The track proved to be everything I had hoped – wide, long, complicated and really challenging to learn, even in three days. The facilities are spectacular, even the restrooms smell good. It is truly a world-class facility rivaling Sears, Laguna, Mid-Ohio, and Atlanta for both the track and for the facility.
The NASA event was pretty well run, not the wild-west shootout that I remember NASA group-4 events were in NASA’s early days. For this event Group-4 was combined with the NASA Time Trial (TT) group. The group might also be called the “Old, rich, erectile dysfunction, Corvette group, as that would more accurately capture it’s essence. The combined ego of the group was illustrated by their custom license plates: “FASTEST”, “TRQZILLA”, “WHYLOSE”, “WAY2FAST”, etc. They all had Corvette Jackets (suitably embroidered with all their manly accomplishment, Corvette hats, Corvette T-Shirts, I’m pretty sure I even saw one guy with Corvette socks.
Mixing non-competitive students from the High-Performance Drivers Education program with competitive drivers hoping to record a best lap-time is a little risky but the reality is that Group-4 is really the domain of Driving Instructors and a couple of racers looking for a little more track time. Since there are no instructors, no discussions of driving technique, and no discussion about the track and it's corners, it's pretty hard to call group-4 drivers education.
With a reasonable amount of wheel-to-wheel racing experience I was pretty comfortable with the last second, at-the-apex, dive-bomb style passing the Corvette drivers seem to prefer. A couple of Group-4 students and a couple of instructors were much less comfortable. After a couple of stern warnings from NASA officials (read: threats to send ALL the Corvette drivers home immediately) things got a little better. The issue was finally addressed when the entire Time Trial group was combined with one of the racing groups. This left those of us in Group-4 a little lonely, I mean it’s a 4.5 mile track and with the departure of the Corvettes there were only about 20 cars. I did one entire 30 Min. session without seeing another car. It was actually really nice to be rid of the geriatric penis car group.

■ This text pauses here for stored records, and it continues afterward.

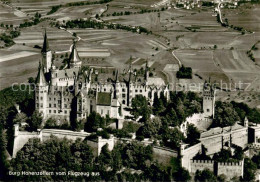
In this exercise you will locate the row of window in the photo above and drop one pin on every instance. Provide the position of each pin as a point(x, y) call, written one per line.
point(55, 111)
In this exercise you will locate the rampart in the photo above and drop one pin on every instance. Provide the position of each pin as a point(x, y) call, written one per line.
point(229, 169)
point(188, 153)
point(22, 137)
point(97, 144)
point(201, 165)
point(163, 154)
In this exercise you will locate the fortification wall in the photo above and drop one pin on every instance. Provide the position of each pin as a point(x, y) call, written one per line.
point(188, 153)
point(230, 169)
point(163, 155)
point(71, 135)
point(201, 165)
point(99, 143)
point(21, 138)
point(212, 143)
point(200, 121)
point(240, 137)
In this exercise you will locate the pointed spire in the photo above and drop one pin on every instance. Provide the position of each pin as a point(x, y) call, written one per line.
point(45, 47)
point(74, 57)
point(116, 79)
point(40, 80)
point(146, 71)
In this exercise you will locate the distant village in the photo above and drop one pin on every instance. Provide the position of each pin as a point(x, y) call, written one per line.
point(75, 91)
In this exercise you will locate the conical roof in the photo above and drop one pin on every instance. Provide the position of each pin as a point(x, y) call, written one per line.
point(74, 56)
point(45, 46)
point(40, 79)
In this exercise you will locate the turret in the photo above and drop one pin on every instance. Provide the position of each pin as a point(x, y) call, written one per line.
point(46, 54)
point(41, 92)
point(209, 99)
point(146, 76)
point(74, 59)
point(245, 122)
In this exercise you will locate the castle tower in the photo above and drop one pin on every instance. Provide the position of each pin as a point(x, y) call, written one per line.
point(246, 122)
point(129, 85)
point(209, 100)
point(146, 76)
point(46, 54)
point(74, 59)
point(41, 92)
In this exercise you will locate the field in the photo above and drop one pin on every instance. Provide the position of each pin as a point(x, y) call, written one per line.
point(194, 37)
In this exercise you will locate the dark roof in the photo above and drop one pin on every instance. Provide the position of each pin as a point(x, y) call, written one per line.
point(74, 56)
point(103, 98)
point(45, 46)
point(40, 79)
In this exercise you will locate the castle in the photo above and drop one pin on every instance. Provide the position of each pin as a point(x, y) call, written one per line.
point(76, 90)
point(203, 120)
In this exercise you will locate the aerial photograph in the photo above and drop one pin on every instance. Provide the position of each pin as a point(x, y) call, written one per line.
point(130, 90)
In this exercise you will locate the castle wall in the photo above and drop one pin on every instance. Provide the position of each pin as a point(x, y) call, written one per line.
point(240, 137)
point(215, 142)
point(200, 121)
point(97, 145)
point(164, 155)
point(212, 143)
point(71, 135)
point(21, 138)
point(103, 110)
point(189, 153)
point(201, 165)
point(231, 169)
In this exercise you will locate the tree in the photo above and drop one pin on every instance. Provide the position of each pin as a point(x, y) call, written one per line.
point(193, 135)
point(20, 118)
point(140, 107)
point(150, 128)
point(94, 121)
point(205, 176)
point(171, 117)
point(3, 158)
point(35, 121)
point(182, 175)
point(223, 156)
point(249, 170)
point(225, 115)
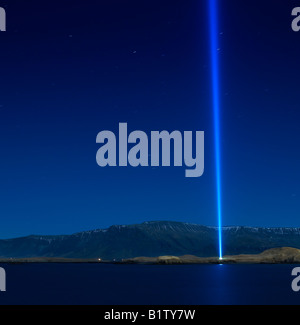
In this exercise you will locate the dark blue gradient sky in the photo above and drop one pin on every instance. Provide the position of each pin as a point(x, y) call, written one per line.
point(70, 69)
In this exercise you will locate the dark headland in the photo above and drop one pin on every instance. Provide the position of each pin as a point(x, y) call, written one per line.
point(280, 255)
point(157, 242)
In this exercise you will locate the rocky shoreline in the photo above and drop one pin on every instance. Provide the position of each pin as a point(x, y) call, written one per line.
point(286, 255)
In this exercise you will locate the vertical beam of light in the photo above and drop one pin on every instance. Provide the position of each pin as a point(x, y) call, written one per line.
point(214, 50)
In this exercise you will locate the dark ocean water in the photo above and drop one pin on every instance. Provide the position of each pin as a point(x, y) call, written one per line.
point(108, 284)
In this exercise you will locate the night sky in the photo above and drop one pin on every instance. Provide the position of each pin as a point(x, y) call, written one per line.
point(70, 69)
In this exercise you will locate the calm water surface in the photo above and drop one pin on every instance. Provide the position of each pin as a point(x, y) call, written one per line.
point(109, 284)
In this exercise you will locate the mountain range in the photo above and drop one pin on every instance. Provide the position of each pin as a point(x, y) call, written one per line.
point(150, 239)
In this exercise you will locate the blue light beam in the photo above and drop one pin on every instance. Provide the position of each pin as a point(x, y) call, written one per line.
point(214, 52)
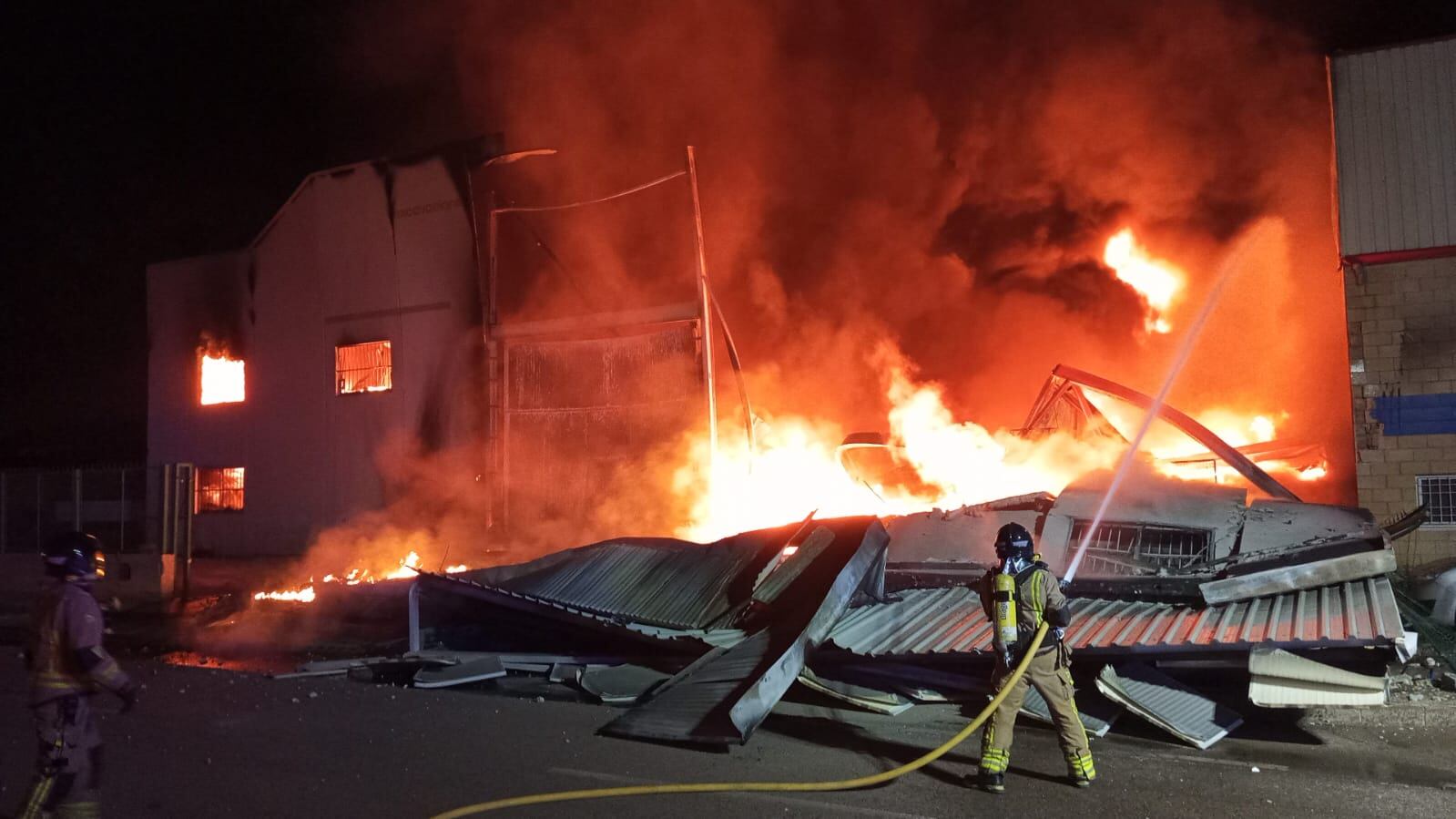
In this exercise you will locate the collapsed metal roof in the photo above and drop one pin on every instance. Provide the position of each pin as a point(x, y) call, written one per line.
point(648, 580)
point(951, 621)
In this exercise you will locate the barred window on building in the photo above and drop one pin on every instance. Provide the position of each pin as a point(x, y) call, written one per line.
point(362, 367)
point(219, 488)
point(1438, 495)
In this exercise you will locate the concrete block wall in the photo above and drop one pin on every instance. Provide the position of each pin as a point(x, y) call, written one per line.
point(1402, 343)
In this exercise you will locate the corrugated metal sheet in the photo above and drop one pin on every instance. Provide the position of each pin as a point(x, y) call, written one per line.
point(936, 621)
point(1395, 148)
point(1168, 704)
point(656, 582)
point(726, 694)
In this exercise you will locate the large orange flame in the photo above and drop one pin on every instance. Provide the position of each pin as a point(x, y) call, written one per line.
point(223, 379)
point(1155, 280)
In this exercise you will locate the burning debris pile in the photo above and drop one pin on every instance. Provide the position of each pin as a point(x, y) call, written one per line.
point(700, 641)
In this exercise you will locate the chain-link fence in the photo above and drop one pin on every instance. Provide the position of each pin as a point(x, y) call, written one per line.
point(108, 502)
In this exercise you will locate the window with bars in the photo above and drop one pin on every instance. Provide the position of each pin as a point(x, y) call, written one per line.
point(219, 488)
point(1438, 495)
point(1139, 548)
point(362, 367)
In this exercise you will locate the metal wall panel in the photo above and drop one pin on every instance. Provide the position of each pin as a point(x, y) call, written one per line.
point(1395, 148)
point(938, 621)
point(583, 413)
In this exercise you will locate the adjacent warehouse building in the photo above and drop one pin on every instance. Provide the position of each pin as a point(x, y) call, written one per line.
point(1395, 163)
point(362, 320)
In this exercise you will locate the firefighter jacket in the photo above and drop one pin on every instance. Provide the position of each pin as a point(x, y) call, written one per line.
point(1038, 595)
point(65, 650)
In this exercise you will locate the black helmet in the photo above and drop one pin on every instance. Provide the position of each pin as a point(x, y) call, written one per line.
point(75, 554)
point(1013, 541)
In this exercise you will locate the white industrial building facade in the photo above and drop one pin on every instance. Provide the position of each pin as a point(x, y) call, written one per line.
point(1395, 162)
point(366, 274)
point(361, 316)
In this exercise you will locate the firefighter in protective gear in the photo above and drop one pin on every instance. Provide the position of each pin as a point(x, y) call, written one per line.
point(1023, 590)
point(67, 668)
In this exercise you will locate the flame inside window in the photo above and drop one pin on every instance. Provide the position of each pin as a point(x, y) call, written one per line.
point(223, 379)
point(219, 488)
point(362, 367)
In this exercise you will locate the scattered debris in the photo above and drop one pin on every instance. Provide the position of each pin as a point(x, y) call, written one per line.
point(473, 671)
point(860, 695)
point(1035, 707)
point(620, 685)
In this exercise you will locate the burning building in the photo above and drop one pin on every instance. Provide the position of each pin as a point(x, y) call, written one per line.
point(1394, 117)
point(280, 369)
point(362, 354)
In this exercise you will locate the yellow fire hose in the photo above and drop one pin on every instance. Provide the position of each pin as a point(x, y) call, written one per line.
point(719, 787)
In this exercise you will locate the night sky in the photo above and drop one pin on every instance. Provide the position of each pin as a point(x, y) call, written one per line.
point(146, 131)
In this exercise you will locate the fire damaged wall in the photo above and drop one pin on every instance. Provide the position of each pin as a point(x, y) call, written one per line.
point(1402, 371)
point(362, 254)
point(1394, 111)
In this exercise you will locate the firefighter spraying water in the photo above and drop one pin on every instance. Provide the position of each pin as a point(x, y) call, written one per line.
point(1021, 597)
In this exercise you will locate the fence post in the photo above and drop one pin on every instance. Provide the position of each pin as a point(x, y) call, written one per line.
point(126, 510)
point(76, 500)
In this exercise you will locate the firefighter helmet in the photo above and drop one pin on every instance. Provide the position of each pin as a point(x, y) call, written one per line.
point(1013, 541)
point(75, 554)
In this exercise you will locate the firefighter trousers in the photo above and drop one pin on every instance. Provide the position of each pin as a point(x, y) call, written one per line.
point(67, 763)
point(1050, 673)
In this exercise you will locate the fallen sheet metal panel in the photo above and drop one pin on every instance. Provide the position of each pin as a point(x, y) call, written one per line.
point(1288, 681)
point(918, 682)
point(860, 695)
point(478, 670)
point(1302, 576)
point(1095, 724)
point(1168, 704)
point(727, 692)
point(609, 626)
point(950, 621)
point(648, 580)
point(622, 685)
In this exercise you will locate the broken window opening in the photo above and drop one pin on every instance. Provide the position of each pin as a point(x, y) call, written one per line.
point(221, 378)
point(219, 488)
point(1438, 495)
point(362, 367)
point(1140, 548)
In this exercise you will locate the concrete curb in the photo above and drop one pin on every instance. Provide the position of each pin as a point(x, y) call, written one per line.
point(1404, 714)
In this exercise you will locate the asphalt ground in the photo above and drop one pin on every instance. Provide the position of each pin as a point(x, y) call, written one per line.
point(219, 743)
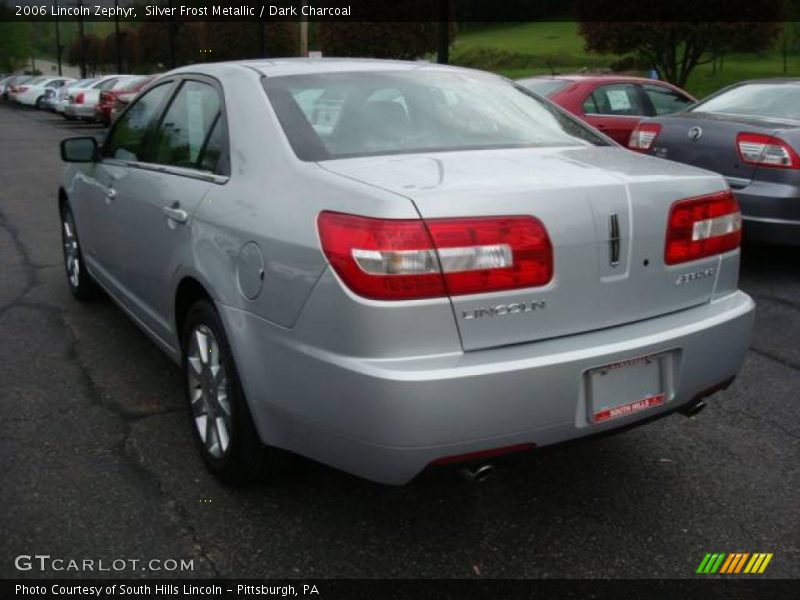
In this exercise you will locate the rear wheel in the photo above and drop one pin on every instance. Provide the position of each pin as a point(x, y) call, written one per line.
point(80, 283)
point(221, 421)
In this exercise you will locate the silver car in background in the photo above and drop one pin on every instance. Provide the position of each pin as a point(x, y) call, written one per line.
point(750, 133)
point(82, 100)
point(387, 265)
point(57, 99)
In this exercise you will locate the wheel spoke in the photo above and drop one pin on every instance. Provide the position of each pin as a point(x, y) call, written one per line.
point(212, 437)
point(202, 426)
point(222, 434)
point(202, 345)
point(194, 363)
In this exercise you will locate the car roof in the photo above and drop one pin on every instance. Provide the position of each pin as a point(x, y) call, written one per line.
point(308, 66)
point(787, 80)
point(597, 78)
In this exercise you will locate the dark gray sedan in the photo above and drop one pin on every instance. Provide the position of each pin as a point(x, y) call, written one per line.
point(750, 133)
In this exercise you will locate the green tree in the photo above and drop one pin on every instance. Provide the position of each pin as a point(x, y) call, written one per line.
point(672, 44)
point(15, 40)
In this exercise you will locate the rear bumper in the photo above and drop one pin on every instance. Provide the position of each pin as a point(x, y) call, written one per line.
point(771, 212)
point(388, 419)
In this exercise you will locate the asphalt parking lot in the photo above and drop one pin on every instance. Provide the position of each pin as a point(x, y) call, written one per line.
point(98, 462)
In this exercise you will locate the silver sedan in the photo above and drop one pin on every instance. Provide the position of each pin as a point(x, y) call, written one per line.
point(386, 265)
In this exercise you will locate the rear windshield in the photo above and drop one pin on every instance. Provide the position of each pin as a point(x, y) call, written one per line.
point(340, 115)
point(545, 87)
point(772, 100)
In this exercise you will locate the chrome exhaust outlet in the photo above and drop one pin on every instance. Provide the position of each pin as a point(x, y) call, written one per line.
point(693, 409)
point(477, 474)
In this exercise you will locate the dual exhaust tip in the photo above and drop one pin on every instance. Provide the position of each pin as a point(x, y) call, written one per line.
point(477, 474)
point(481, 473)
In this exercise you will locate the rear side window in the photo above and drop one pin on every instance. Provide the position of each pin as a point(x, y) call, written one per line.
point(665, 100)
point(776, 100)
point(127, 139)
point(621, 99)
point(336, 115)
point(190, 134)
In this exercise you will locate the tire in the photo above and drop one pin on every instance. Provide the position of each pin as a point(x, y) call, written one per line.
point(80, 283)
point(230, 445)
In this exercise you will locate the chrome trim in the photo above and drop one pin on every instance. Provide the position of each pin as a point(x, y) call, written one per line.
point(770, 220)
point(737, 182)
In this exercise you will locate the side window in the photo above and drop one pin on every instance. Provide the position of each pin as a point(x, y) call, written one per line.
point(188, 125)
point(621, 99)
point(127, 139)
point(214, 156)
point(665, 100)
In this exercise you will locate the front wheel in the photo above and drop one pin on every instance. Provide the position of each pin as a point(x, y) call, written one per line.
point(221, 421)
point(80, 283)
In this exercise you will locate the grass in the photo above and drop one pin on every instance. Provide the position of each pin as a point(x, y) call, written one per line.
point(525, 49)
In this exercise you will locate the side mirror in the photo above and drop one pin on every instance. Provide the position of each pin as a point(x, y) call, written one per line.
point(79, 149)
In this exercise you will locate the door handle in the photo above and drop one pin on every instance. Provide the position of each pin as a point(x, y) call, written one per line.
point(176, 214)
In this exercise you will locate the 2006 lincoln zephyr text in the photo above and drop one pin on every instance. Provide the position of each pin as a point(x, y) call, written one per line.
point(387, 265)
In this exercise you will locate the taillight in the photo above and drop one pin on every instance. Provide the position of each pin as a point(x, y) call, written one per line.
point(643, 136)
point(391, 259)
point(703, 226)
point(766, 151)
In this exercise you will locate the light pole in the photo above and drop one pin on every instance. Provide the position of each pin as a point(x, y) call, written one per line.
point(443, 33)
point(58, 41)
point(303, 31)
point(116, 36)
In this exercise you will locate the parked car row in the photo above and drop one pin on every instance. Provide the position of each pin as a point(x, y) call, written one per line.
point(748, 132)
point(97, 99)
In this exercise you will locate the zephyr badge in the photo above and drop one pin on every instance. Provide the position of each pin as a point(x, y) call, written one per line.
point(614, 240)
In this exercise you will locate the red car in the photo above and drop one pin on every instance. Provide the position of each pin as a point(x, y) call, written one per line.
point(107, 107)
point(612, 104)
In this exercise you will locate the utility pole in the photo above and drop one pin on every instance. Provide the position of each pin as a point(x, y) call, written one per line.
point(116, 36)
point(171, 39)
point(58, 41)
point(82, 40)
point(303, 31)
point(443, 33)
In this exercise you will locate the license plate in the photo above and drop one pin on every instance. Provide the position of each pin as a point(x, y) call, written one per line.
point(626, 387)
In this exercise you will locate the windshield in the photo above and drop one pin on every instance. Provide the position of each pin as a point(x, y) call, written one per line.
point(338, 115)
point(545, 87)
point(772, 100)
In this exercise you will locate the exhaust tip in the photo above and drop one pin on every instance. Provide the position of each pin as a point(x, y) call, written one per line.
point(477, 474)
point(693, 409)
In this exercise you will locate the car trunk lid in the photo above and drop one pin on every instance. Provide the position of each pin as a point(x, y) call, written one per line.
point(583, 196)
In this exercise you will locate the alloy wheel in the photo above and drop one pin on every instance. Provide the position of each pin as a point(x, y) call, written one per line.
point(208, 391)
point(72, 255)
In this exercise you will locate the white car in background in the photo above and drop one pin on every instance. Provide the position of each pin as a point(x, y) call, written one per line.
point(33, 93)
point(81, 101)
point(56, 99)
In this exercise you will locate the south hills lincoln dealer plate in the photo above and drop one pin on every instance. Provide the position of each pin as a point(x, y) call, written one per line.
point(627, 387)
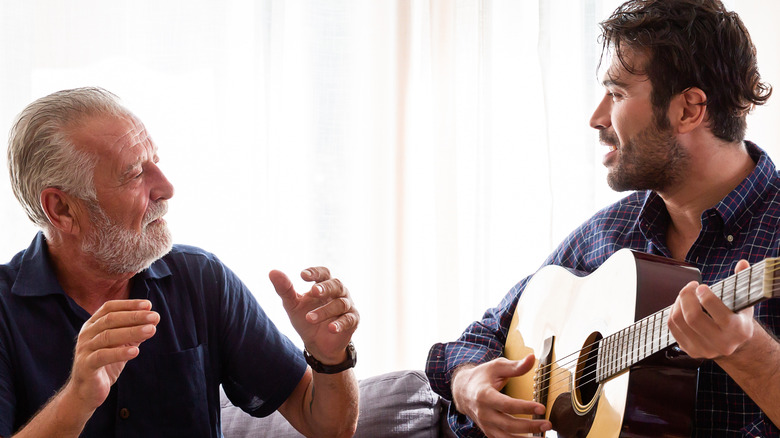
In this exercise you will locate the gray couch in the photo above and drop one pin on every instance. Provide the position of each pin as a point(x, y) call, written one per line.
point(398, 404)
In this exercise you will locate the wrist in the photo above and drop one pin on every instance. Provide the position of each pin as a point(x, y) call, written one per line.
point(348, 360)
point(460, 377)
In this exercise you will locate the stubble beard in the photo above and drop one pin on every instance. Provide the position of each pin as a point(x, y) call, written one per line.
point(651, 160)
point(118, 250)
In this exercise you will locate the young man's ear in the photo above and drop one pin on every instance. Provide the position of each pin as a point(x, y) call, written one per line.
point(63, 210)
point(689, 109)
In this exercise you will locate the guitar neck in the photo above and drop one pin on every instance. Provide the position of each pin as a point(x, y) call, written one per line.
point(621, 350)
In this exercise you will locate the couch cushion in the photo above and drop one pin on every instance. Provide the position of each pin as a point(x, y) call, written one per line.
point(397, 404)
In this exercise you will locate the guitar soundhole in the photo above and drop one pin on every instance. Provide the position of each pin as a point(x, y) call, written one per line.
point(586, 385)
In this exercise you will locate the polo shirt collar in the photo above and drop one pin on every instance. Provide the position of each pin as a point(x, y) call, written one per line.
point(36, 277)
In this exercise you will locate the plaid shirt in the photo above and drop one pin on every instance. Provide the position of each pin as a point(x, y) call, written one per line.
point(742, 225)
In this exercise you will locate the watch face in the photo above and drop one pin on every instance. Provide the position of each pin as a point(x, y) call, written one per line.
point(321, 368)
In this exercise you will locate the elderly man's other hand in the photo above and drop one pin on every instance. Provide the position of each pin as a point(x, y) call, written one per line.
point(106, 342)
point(324, 317)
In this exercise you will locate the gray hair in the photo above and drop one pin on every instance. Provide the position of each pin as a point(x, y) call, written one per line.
point(41, 155)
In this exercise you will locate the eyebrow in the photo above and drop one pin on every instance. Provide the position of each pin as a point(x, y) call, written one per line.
point(614, 82)
point(130, 168)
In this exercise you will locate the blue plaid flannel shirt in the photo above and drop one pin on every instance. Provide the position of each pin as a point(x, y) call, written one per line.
point(742, 225)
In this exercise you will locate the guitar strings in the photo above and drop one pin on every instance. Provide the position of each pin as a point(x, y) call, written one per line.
point(632, 355)
point(742, 282)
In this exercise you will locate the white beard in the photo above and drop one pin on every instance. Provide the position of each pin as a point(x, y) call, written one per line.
point(119, 250)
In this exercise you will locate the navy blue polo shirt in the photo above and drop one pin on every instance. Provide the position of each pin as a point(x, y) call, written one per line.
point(212, 331)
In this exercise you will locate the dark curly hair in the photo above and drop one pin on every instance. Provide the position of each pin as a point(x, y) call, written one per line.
point(691, 43)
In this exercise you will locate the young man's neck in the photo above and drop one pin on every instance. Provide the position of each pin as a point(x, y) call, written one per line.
point(716, 170)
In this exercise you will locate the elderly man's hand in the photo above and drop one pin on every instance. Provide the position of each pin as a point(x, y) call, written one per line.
point(106, 342)
point(324, 317)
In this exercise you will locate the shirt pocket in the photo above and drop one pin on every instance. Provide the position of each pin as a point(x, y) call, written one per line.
point(165, 395)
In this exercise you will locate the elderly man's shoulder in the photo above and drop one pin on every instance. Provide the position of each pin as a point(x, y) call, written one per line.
point(188, 260)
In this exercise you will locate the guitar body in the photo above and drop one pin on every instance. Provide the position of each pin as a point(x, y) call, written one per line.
point(559, 317)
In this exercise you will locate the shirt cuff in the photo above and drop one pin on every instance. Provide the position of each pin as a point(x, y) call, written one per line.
point(762, 427)
point(443, 359)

Lessons learned at Miller:
The car is going to require significant development to really be fast. In this era of high-horsepower turbo cars (and living and racing at over 5,000 ft., a stock E36 M3 is a bit of a knife in a gun fight – hell, I got passed by a damn Mini in one session.
The upside of the weekend is I got to take a long look at three very well-developed E36 M3s and have a better feel for what it will take. Two were track-day cars and third was a race car. The Track-day cars were exactly with what I want to do in the short term and the race car is what I ultimately get to. I'll detail each car in a future entry.